В каждой революции есть три момента: восстание, регламентация, компромисс. Восстание народа против мундира, чиновника, указа и всего того, что перечисляет Самарин в своем письме, было явлением стихийным, и потому не лишенным трагического величии. Ленин на нем сыграл, но Ленин его не выдумал; это оно победило в Гражданской войне, и оно же вызвало тот глубокий переворот в судьбе России, которого не отменят никакие дальнейшие события; поэта и художника только оно и способно было вдохновить; памятником ему останься «Двенадцать» Блока да, быть может, еще «Рассея» Бориса Григорьева. Сущность революции, однако, сказывается не в восстании, а в регламентации (которой Блок не вынес), ибо она исходит из принципов и схем, желающих стать реальностью. Убийстве Кокошкина и Шингарева относится к восстанию, деятельность Дзержинского и постройка Беломорского канала – к регламентации. Аппарат слежки и расстрела был первым успешно действующим аппаратом русской революции, как гильотина — революции французской; в остальном царило долгое время хаотическое бумагопроизводство и сплошная «комиссия наблюдения за комиссией построения» — пока не пришлось считаться с реальностью, хотя бы для того, чтобы не умереть голодной смертью.
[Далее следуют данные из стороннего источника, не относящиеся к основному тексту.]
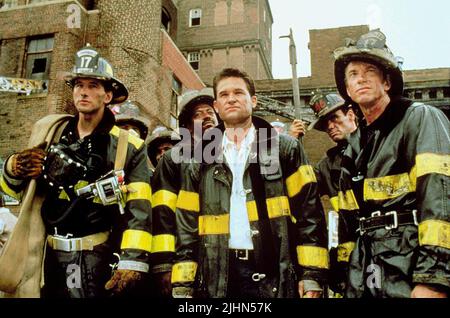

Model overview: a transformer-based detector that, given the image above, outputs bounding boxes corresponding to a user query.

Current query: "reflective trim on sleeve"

[0,175,21,200]
[177,190,200,212]
[364,173,416,201]
[337,242,356,263]
[172,262,198,284]
[152,190,178,212]
[297,245,329,268]
[120,230,152,252]
[419,220,450,249]
[198,214,230,235]
[338,190,359,211]
[152,234,175,253]
[416,153,450,178]
[286,165,317,198]
[127,182,152,202]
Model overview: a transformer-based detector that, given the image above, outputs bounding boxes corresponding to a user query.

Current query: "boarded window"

[189,9,202,27]
[188,52,200,71]
[25,36,53,80]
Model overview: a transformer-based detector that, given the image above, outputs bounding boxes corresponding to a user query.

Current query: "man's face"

[325,109,356,142]
[189,104,218,132]
[73,78,113,115]
[156,142,173,161]
[345,62,391,107]
[214,77,256,125]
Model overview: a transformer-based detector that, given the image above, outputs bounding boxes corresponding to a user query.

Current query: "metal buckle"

[412,210,419,226]
[252,273,266,282]
[370,211,381,218]
[235,250,248,261]
[52,236,82,252]
[384,211,398,230]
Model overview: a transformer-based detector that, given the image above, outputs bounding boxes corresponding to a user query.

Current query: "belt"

[47,232,109,252]
[230,248,253,261]
[356,210,419,235]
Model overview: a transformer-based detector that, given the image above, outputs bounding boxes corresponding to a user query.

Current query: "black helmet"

[111,100,150,140]
[147,127,181,167]
[308,92,350,131]
[64,44,128,104]
[333,29,403,100]
[178,87,219,128]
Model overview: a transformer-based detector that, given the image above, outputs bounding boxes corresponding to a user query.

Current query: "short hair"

[213,68,256,98]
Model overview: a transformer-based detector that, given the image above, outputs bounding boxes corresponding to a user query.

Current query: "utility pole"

[280,28,301,119]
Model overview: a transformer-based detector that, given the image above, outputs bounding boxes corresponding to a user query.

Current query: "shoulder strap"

[114,129,128,170]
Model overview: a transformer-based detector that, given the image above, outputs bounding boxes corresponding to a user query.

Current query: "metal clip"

[252,273,266,282]
[384,211,398,230]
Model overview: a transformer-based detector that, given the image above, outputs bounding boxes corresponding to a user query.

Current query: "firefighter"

[172,69,328,299]
[334,30,450,298]
[0,45,151,298]
[152,88,218,297]
[308,93,357,293]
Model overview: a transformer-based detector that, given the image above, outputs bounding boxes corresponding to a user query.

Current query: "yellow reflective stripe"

[109,126,144,149]
[266,196,291,219]
[297,245,329,268]
[152,190,178,212]
[198,214,230,235]
[120,230,152,252]
[338,190,359,211]
[286,165,317,198]
[330,196,339,212]
[416,153,450,177]
[152,234,175,253]
[364,173,416,201]
[177,190,200,212]
[337,242,356,262]
[172,262,198,283]
[0,175,21,200]
[419,220,450,249]
[247,200,258,222]
[127,182,152,202]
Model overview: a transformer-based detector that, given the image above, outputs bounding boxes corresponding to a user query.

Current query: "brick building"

[177,0,273,84]
[0,0,204,158]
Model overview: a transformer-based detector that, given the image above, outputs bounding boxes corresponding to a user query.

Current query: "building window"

[414,91,422,99]
[428,89,437,99]
[189,9,202,27]
[188,52,200,71]
[444,87,450,98]
[161,8,172,33]
[170,76,183,118]
[25,36,54,80]
[0,0,18,9]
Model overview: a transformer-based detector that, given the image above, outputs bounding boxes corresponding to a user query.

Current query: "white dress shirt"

[222,125,256,250]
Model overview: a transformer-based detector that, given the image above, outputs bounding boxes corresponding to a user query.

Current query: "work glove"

[7,141,47,179]
[105,269,143,294]
[288,119,305,139]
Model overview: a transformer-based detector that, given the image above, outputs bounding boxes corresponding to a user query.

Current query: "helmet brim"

[64,73,128,104]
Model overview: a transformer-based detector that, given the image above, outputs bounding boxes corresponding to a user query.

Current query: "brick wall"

[309,25,369,85]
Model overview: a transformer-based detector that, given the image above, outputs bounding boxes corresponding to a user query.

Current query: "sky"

[269,0,450,78]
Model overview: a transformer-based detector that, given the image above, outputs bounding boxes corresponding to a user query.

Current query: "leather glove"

[7,141,47,179]
[153,271,172,297]
[105,269,143,294]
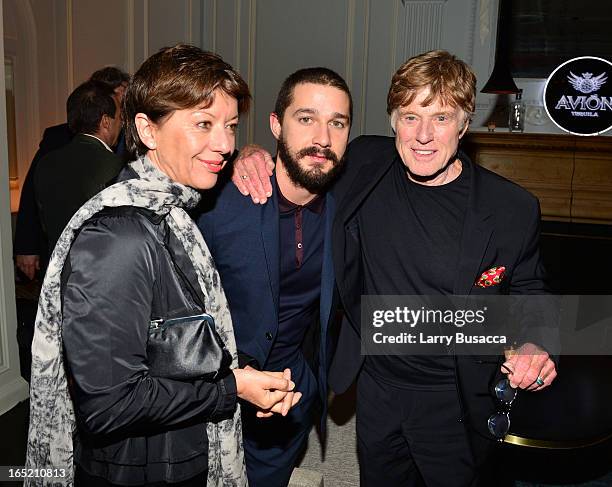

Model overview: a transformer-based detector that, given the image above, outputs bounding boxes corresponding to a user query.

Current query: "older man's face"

[391,88,468,186]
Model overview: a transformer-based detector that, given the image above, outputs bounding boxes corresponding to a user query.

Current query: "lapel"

[453,153,493,295]
[259,175,280,315]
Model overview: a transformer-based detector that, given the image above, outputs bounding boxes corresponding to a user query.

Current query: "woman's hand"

[232,367,301,417]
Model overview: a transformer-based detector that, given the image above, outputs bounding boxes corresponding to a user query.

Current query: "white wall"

[0,0,28,414]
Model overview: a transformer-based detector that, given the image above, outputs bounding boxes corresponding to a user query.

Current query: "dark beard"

[277,135,345,194]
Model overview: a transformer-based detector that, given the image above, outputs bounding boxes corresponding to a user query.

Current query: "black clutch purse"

[147,314,232,381]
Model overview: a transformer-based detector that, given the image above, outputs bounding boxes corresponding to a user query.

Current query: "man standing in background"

[197,68,352,487]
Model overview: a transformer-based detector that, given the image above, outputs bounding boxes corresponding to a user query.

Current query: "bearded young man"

[197,68,352,487]
[234,51,557,487]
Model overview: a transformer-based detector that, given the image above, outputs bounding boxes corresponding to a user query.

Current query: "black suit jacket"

[34,134,122,253]
[329,136,548,448]
[13,123,73,258]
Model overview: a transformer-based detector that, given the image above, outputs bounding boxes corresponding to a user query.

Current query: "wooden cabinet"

[461,132,612,225]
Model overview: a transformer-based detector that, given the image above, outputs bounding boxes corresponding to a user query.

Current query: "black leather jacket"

[62,207,236,485]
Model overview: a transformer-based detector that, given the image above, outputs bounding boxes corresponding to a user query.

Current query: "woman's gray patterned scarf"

[26,158,247,487]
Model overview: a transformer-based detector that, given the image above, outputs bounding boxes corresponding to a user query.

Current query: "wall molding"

[0,3,28,414]
[0,374,29,416]
[344,0,355,86]
[247,0,257,144]
[142,0,150,60]
[4,0,40,192]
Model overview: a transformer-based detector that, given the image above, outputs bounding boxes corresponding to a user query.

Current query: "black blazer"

[329,136,548,448]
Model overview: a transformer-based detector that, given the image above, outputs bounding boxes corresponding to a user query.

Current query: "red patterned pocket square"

[474,265,506,287]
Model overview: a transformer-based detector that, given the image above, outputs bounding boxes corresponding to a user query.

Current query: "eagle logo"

[567,71,608,94]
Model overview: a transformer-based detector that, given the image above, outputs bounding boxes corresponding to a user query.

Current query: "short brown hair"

[123,44,251,156]
[387,51,476,117]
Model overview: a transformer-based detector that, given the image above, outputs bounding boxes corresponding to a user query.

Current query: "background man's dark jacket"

[34,134,122,252]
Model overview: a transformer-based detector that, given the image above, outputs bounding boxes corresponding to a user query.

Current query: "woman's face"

[141,90,238,189]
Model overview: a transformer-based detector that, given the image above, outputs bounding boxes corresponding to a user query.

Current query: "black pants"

[357,370,477,487]
[74,465,207,487]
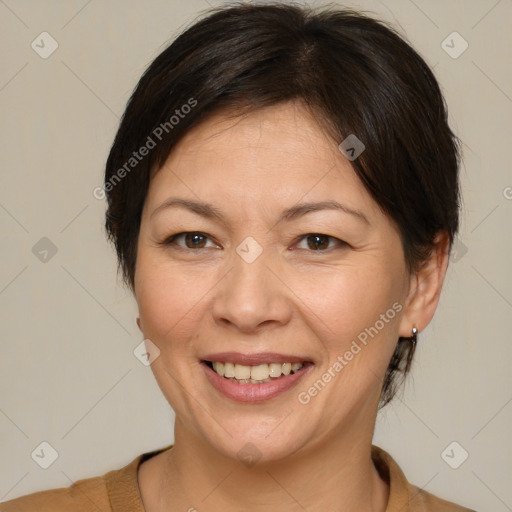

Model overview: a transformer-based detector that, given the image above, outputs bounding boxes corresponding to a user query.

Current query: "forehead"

[148,102,378,224]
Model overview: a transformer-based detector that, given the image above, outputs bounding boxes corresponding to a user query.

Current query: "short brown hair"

[104,2,460,406]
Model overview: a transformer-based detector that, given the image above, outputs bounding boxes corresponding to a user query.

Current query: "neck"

[154,419,389,512]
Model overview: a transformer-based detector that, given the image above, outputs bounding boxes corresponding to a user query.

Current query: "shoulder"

[0,445,173,512]
[0,475,111,512]
[372,445,475,512]
[409,484,475,512]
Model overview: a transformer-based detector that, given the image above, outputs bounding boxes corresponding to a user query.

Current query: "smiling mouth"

[203,361,313,384]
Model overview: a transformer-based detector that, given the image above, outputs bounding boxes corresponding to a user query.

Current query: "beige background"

[0,0,512,512]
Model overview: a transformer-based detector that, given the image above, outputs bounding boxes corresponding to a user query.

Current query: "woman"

[2,3,478,512]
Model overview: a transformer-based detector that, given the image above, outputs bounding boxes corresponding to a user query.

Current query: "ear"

[399,231,450,337]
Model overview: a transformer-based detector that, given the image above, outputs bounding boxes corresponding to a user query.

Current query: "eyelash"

[159,231,349,253]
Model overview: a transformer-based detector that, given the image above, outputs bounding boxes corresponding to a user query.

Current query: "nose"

[213,246,292,334]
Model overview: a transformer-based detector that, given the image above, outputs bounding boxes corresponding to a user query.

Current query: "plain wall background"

[0,0,512,512]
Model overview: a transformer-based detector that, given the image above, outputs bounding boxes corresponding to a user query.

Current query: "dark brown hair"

[104,2,460,406]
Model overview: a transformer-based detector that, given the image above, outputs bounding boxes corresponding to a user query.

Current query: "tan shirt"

[0,445,475,512]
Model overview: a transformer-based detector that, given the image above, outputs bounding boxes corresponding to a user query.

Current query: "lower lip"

[201,362,313,402]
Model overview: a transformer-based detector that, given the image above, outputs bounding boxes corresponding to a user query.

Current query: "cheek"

[301,265,400,346]
[135,249,219,349]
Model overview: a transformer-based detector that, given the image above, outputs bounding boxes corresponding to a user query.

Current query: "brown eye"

[163,231,214,249]
[299,233,347,252]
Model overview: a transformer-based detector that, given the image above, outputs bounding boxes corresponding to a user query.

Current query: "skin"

[135,102,448,512]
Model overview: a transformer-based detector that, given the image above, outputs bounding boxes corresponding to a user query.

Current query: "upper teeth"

[213,361,304,382]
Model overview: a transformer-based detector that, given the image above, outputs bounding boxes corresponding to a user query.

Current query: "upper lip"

[202,352,311,366]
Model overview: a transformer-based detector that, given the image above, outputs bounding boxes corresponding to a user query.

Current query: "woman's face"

[135,103,411,460]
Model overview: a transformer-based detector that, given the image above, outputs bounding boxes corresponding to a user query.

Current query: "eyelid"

[159,231,350,253]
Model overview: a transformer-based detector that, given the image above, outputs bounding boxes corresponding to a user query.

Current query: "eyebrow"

[150,197,370,224]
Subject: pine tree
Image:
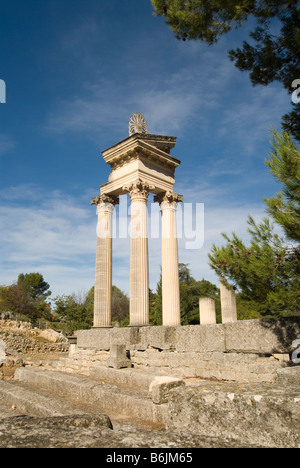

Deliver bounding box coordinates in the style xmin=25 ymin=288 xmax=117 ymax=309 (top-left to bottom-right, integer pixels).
xmin=264 ymin=130 xmax=300 ymax=243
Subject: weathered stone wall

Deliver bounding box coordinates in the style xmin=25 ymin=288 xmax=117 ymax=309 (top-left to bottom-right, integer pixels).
xmin=77 ymin=317 xmax=300 ymax=354
xmin=73 ymin=317 xmax=300 ymax=383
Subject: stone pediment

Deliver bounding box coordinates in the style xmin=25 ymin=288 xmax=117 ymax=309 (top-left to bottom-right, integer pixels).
xmin=101 ymin=133 xmax=180 ymax=196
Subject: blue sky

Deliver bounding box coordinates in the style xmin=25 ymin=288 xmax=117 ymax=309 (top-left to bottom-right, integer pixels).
xmin=0 ymin=0 xmax=291 ymax=296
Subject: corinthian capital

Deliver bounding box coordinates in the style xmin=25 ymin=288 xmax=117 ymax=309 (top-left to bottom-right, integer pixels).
xmin=123 ymin=179 xmax=155 ymax=200
xmin=91 ymin=194 xmax=119 ymax=206
xmin=154 ymin=192 xmax=183 ymax=205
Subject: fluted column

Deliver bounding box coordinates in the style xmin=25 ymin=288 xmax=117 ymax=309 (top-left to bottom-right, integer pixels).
xmin=124 ymin=180 xmax=152 ymax=326
xmin=154 ymin=192 xmax=183 ymax=326
xmin=92 ymin=195 xmax=118 ymax=328
xmin=199 ymin=297 xmax=217 ymax=325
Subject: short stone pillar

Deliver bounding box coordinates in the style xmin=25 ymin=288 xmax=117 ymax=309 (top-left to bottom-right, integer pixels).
xmin=92 ymin=195 xmax=118 ymax=328
xmin=220 ymin=278 xmax=237 ymax=323
xmin=199 ymin=297 xmax=217 ymax=325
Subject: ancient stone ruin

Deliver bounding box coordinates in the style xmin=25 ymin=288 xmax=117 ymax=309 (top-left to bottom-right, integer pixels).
xmin=0 ymin=114 xmax=300 ymax=448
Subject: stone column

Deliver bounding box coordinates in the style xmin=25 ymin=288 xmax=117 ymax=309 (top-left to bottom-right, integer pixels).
xmin=199 ymin=297 xmax=217 ymax=325
xmin=92 ymin=195 xmax=118 ymax=328
xmin=124 ymin=180 xmax=153 ymax=327
xmin=220 ymin=278 xmax=237 ymax=323
xmin=154 ymin=192 xmax=183 ymax=326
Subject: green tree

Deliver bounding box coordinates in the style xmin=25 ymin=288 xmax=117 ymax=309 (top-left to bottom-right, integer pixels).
xmin=209 ymin=217 xmax=300 ymax=316
xmin=152 ymin=0 xmax=300 ymax=141
xmin=54 ymin=295 xmax=93 ymax=334
xmin=18 ymin=273 xmax=51 ymax=301
xmin=0 ymin=284 xmax=35 ymax=317
xmin=264 ymin=130 xmax=300 ymax=243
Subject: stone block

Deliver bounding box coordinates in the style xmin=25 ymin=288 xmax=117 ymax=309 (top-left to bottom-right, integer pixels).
xmin=276 ymin=366 xmax=300 ymax=392
xmin=224 ymin=317 xmax=300 ymax=354
xmin=106 ymin=344 xmax=131 ymax=369
xmin=76 ymin=328 xmax=113 ymax=351
xmin=175 ymin=325 xmax=225 ymax=353
xmin=149 ymin=376 xmax=185 ymax=405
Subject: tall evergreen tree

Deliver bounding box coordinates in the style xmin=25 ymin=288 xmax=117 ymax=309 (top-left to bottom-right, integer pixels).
xmin=152 ymin=0 xmax=300 ymax=141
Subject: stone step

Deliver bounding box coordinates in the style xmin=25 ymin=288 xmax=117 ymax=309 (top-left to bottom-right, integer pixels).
xmin=90 ymin=366 xmax=184 ymax=397
xmin=168 ymin=379 xmax=300 ymax=448
xmin=276 ymin=366 xmax=300 ymax=390
xmin=0 ymin=381 xmax=111 ymax=426
xmin=15 ymin=367 xmax=168 ymax=425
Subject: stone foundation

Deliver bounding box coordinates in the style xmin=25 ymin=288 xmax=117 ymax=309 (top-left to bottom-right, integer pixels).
xmin=67 ymin=317 xmax=300 ymax=383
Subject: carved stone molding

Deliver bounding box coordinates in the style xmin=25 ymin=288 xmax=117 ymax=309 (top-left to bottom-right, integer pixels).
xmin=123 ymin=179 xmax=155 ymax=200
xmin=154 ymin=192 xmax=183 ymax=205
xmin=91 ymin=194 xmax=119 ymax=206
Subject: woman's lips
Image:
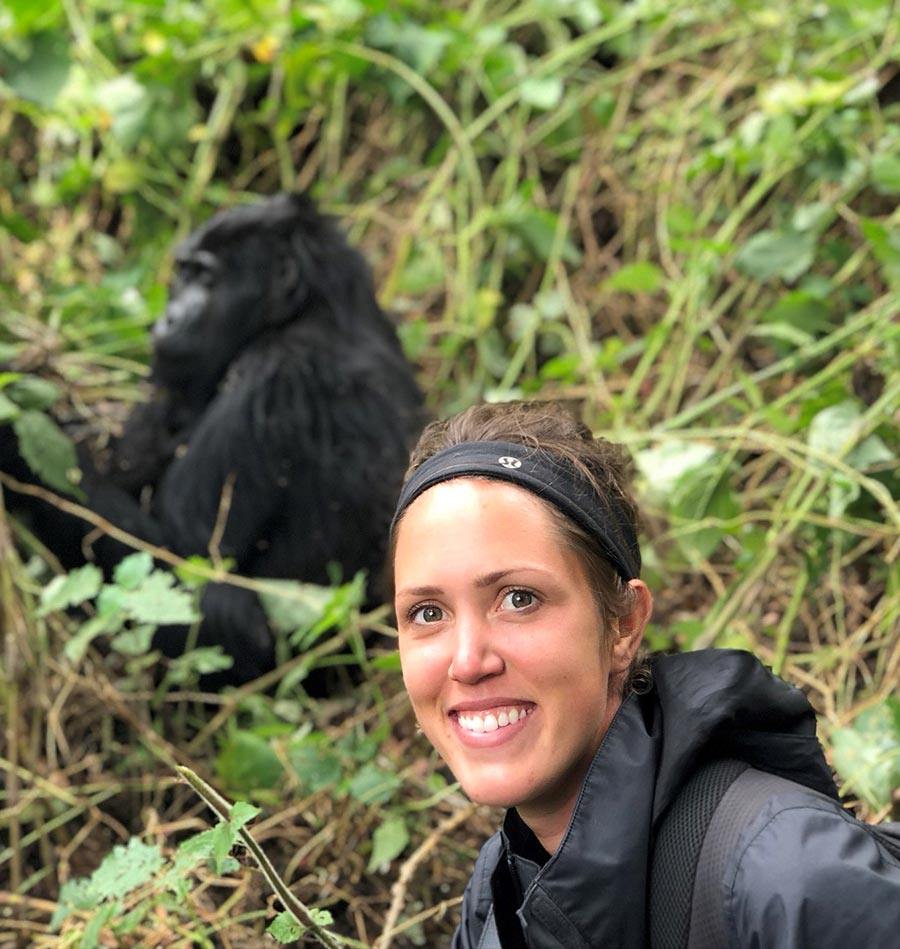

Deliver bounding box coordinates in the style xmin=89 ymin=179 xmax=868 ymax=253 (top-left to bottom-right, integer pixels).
xmin=449 ymin=702 xmax=536 ymax=748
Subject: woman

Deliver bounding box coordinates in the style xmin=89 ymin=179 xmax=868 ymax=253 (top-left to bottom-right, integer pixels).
xmin=392 ymin=403 xmax=900 ymax=949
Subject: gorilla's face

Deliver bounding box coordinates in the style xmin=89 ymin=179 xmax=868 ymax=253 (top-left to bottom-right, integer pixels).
xmin=153 ymin=232 xmax=292 ymax=382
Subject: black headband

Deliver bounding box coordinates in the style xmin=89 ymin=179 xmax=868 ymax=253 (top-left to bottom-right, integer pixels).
xmin=391 ymin=442 xmax=641 ymax=580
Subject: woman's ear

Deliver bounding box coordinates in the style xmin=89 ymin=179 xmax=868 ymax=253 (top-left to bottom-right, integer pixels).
xmin=610 ymin=580 xmax=653 ymax=676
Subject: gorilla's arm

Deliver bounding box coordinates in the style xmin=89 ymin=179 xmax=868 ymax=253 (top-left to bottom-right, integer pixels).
xmin=156 ymin=346 xmax=321 ymax=568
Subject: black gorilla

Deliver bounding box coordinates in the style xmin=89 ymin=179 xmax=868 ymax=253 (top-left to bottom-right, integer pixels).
xmin=3 ymin=195 xmax=421 ymax=681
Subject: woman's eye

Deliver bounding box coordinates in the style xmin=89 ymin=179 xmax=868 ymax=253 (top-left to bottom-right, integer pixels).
xmin=501 ymin=590 xmax=536 ymax=610
xmin=409 ymin=604 xmax=444 ymax=625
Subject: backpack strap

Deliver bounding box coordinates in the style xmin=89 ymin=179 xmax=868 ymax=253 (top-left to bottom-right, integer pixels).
xmin=649 ymin=758 xmax=750 ymax=949
xmin=649 ymin=759 xmax=900 ymax=949
xmin=684 ymin=768 xmax=798 ymax=949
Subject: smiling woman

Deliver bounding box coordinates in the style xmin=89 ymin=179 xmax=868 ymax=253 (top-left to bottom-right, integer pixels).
xmin=391 ymin=403 xmax=900 ymax=949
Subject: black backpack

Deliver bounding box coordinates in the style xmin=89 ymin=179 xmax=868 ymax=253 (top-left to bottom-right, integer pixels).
xmin=649 ymin=758 xmax=900 ymax=949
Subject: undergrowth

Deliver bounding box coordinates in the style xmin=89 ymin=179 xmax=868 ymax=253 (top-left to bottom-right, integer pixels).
xmin=0 ymin=0 xmax=900 ymax=949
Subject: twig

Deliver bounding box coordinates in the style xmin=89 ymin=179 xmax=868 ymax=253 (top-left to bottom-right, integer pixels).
xmin=176 ymin=766 xmax=363 ymax=949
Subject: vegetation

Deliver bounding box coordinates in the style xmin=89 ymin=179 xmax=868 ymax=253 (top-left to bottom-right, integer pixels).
xmin=0 ymin=0 xmax=900 ymax=949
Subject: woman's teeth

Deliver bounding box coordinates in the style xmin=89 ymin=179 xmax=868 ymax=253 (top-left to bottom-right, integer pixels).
xmin=456 ymin=706 xmax=531 ymax=735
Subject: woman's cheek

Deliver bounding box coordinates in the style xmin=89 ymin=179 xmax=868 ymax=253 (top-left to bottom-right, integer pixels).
xmin=400 ymin=637 xmax=446 ymax=704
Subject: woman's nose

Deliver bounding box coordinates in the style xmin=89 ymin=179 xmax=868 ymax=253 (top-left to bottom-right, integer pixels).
xmin=447 ymin=620 xmax=505 ymax=685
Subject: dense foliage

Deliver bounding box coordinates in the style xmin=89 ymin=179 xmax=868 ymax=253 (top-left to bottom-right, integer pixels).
xmin=0 ymin=0 xmax=900 ymax=949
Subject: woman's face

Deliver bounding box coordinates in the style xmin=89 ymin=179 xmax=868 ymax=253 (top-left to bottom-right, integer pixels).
xmin=394 ymin=478 xmax=619 ymax=820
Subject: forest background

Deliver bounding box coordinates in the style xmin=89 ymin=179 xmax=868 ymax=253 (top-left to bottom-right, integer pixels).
xmin=0 ymin=0 xmax=900 ymax=949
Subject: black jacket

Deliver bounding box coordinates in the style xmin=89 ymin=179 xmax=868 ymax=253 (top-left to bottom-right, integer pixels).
xmin=453 ymin=650 xmax=900 ymax=949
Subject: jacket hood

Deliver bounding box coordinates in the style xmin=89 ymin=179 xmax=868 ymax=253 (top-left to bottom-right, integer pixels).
xmin=500 ymin=649 xmax=837 ymax=949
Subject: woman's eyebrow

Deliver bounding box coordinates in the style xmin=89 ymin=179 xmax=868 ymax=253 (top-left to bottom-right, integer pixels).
xmin=395 ymin=564 xmax=546 ymax=599
xmin=396 ymin=587 xmax=442 ymax=597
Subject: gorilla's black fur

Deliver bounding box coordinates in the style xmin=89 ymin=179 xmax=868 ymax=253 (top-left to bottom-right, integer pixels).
xmin=0 ymin=195 xmax=421 ymax=681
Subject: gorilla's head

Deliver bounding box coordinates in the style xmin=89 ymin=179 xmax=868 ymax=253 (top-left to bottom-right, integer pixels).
xmin=153 ymin=194 xmax=377 ymax=385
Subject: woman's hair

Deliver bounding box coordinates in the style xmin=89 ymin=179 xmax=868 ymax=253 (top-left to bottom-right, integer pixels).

Отсюда начинается эра компромисса, продолжающаяся и теперь, когда восстание давно кончилось (в 1921—1922 годах), а регламентация в смысле оседлания действительности революционными схемами заменяется регламентацией в смысле оседлания народа государственной властью. От условий, на которых он заключен, от линии, по которой движется компромисс, зависит будущее.